RDMA is now an important tool to achieve high throughput and reduce latency in modern data centers. However, some applications are unable to efficiently express their distributed protocols with the interfaces provided by RDMA. The efficiency and better performance provided by RDMA quickly disappear when applications need to make extra network round trips or bring in the CPU for some stage of the computation. In such cases, it would simply be better not to bypass the CPU at all.

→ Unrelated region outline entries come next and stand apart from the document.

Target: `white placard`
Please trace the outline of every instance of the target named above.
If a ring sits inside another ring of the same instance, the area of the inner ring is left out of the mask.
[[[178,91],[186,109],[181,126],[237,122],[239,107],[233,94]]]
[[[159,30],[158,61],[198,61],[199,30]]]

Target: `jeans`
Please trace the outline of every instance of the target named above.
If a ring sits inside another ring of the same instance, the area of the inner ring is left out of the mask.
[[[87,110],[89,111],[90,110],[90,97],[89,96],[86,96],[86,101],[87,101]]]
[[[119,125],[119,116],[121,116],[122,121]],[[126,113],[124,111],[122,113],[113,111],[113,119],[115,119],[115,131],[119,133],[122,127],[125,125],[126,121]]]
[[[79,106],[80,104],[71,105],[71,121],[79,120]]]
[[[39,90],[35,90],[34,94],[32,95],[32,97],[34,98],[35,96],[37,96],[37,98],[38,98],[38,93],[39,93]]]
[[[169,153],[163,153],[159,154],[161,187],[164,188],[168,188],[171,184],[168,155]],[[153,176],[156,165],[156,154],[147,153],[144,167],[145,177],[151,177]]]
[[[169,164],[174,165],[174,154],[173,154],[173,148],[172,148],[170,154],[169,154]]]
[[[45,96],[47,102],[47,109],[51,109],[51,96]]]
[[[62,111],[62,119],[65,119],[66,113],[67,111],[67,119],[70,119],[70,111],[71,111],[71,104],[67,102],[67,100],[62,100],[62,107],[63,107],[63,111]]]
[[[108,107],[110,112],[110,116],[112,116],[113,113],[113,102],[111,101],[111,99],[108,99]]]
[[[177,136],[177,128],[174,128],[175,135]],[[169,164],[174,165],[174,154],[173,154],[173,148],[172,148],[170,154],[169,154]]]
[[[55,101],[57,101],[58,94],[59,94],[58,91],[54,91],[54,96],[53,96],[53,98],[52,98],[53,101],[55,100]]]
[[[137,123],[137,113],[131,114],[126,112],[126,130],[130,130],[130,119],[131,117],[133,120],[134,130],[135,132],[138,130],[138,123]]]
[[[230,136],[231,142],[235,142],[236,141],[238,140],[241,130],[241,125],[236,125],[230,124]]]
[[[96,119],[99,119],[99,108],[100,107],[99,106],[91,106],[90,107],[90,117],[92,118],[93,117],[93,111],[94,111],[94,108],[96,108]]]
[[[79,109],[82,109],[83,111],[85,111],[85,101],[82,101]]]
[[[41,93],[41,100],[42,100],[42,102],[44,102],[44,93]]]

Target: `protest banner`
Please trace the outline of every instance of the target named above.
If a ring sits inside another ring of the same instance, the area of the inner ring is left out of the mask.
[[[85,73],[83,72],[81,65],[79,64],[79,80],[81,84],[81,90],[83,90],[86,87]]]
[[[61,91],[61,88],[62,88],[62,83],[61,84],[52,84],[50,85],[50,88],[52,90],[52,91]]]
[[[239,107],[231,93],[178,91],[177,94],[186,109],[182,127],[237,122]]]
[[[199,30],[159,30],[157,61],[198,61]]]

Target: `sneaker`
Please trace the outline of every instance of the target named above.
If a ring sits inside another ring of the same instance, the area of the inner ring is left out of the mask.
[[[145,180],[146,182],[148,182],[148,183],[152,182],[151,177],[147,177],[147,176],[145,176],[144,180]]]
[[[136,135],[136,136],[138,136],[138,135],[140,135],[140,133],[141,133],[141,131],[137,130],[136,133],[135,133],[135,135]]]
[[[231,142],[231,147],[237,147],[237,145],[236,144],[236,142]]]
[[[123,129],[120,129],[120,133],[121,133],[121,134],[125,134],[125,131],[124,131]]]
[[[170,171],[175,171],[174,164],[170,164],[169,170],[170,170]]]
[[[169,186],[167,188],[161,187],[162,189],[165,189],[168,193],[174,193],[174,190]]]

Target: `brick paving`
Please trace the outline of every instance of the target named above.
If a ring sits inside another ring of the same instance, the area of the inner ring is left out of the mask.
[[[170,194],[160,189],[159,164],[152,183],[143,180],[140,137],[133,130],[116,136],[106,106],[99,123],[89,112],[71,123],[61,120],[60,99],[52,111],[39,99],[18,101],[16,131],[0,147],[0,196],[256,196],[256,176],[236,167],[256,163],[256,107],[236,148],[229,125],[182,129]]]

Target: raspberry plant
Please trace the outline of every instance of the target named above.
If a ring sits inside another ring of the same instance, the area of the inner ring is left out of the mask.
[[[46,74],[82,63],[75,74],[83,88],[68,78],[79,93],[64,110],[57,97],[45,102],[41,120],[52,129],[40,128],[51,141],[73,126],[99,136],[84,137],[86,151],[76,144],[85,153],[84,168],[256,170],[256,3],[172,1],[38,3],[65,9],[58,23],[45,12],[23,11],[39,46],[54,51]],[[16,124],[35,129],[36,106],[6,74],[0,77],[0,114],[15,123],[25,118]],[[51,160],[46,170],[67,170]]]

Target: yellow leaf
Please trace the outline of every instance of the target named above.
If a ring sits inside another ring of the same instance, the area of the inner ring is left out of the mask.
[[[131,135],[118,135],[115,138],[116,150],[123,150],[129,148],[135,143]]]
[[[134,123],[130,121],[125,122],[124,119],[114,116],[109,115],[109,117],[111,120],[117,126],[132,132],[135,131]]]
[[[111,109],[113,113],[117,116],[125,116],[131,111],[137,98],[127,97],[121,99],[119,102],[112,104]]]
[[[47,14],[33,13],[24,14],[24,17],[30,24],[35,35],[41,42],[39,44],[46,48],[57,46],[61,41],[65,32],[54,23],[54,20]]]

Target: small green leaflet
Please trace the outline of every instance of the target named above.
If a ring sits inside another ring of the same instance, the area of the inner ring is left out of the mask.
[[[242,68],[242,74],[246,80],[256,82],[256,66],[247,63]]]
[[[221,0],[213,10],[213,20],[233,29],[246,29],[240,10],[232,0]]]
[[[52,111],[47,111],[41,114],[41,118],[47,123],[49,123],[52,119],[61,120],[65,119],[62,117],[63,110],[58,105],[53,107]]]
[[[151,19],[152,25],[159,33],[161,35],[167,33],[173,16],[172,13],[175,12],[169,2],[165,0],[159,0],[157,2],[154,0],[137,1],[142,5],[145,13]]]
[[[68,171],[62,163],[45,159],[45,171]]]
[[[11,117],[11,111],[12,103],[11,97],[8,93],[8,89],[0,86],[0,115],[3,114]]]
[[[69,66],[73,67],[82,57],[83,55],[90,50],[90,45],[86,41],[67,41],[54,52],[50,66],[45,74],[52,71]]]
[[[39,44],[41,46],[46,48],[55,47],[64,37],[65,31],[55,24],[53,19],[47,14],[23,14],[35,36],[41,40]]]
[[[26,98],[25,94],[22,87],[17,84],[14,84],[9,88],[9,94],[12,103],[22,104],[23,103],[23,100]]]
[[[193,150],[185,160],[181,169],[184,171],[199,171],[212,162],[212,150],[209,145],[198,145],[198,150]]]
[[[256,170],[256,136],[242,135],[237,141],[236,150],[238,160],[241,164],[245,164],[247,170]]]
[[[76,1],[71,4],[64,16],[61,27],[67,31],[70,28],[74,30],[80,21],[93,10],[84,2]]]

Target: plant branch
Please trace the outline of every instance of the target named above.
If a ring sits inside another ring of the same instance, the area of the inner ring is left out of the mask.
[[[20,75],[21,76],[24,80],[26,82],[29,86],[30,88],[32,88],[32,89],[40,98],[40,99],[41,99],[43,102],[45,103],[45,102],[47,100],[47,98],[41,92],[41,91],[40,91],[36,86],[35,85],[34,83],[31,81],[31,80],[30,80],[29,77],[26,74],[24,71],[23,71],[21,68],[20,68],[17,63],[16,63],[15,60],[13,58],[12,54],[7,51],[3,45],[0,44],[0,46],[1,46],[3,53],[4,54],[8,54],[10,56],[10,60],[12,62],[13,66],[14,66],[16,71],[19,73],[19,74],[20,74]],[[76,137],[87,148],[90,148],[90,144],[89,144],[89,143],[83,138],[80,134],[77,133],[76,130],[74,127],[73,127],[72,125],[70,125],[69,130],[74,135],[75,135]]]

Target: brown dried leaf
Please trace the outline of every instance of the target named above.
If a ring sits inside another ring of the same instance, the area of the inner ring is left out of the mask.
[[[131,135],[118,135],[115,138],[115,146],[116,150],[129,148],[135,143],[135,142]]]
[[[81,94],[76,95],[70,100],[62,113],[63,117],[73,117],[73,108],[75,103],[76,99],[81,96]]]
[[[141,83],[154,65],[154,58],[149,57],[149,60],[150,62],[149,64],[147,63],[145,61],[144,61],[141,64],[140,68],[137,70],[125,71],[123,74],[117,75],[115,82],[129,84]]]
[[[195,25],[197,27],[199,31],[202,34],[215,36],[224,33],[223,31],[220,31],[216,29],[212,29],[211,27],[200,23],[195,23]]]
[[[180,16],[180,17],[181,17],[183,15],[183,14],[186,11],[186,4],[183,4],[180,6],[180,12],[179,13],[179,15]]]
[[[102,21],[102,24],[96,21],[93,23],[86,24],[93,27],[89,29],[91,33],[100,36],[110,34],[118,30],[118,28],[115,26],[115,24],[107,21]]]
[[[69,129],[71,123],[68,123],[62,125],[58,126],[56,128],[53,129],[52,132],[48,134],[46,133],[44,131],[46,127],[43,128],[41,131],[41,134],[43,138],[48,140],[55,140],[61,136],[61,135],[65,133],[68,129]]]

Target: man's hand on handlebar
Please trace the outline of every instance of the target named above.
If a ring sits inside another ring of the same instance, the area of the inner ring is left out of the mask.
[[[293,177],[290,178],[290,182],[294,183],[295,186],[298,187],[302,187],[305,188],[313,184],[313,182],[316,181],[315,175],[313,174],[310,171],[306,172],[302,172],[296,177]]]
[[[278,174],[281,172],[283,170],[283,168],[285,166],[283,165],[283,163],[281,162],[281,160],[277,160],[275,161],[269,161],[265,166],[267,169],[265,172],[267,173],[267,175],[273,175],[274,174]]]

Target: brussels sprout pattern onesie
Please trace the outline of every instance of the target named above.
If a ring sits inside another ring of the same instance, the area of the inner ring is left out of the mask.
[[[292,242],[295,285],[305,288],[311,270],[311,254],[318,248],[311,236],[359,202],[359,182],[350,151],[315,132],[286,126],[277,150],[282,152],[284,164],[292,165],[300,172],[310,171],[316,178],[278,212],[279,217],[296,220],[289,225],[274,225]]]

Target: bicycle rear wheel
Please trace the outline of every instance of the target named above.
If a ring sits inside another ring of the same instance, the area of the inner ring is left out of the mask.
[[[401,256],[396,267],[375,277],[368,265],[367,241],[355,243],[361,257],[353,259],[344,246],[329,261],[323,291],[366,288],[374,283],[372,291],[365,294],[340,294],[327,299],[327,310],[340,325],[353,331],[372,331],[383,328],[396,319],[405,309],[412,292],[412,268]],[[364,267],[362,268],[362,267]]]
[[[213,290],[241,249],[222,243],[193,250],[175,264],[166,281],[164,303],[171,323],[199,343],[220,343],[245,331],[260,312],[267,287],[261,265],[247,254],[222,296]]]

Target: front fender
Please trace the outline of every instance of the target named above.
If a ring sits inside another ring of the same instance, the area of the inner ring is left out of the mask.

Examples of distributed systems functionality that need to be supported are: navigating data structures (requires multiple RDMA reads), supporting out-of-place writes (challenging due to multiple concurrent reads), optimistic concurrency control (updates require synchronization), and chaining operations, which involves performing compound operations where subsequent operations depend on previous ones.

Approach

The authors of this paper believe that the best way to support today’s distributed systems functionalities is to extend the basic RDMA interface with additional primitives.

For this, they propose PRISM (Primitives for Remote Interaction with System Memory) which was created to adhere to three core principles: (i) generality: The interfaces should not include any application-specific functionality. This will also make it possible to express a wide domain of applications using a small set of primitives, (ii) minimal interface complexity, and (iii) minimal implementation complexity.

PRISM adds four new features to the RDMA interface:

  1. Indirection: RDMA applications frequently need to traverse remote data structures, which involves following pointers. PRISM allows READ, WRITE, and compare-and-swap (CAS) operations to take indirect arguments which allows an address to be interpreted as the address of a pointer to the actual target.
  2. Memory Allocation: A server-side process can register a queue of buffers with the NIC. Upon an ALLOCATE request, the NIC pops a buffer from this free list, writes the provided data into it, and returns the address. Used with operation chaining, this can be a quite useful feature.
  3. Enhanced compare-and-swap: The existing CAS operations provided by the RDMA standard is insufficient to implement performant applications and thus are rarely used in practice. PRISM extends the atomics interface and incorporates indirect addressing as described above, and also supports arithmetic operators in the compare phase.
  4. Operation chaining: Distributed applications frequently need to perform sequences of data-dependent operations. PRISM enables conditional operations, which delays the execution of an operation until previous operations are completed successfully. It also supports output redirection which allows the output of an operation to be written to memory instead of returned to the client.

In order to demonstrate the wide applicability of the new APIs, the authors enhance three common distributed applications with these new primitives: a key-value store, a replicated block store, and a transactional key-value store. These implementations showed latency and throughput improvements compared to the baseline.

Strengths & Weaknesses and Possible Follow-Up Ideas

This work presents what should be the next step in the evolution of RDMA APIs by trying to make it much easier to take advantage of RDMA’s capabilities. While the software implementation provides a convincing argument, it would be great to see hardware manufacturers implement some of these primitives in their interfaces to improve adoption.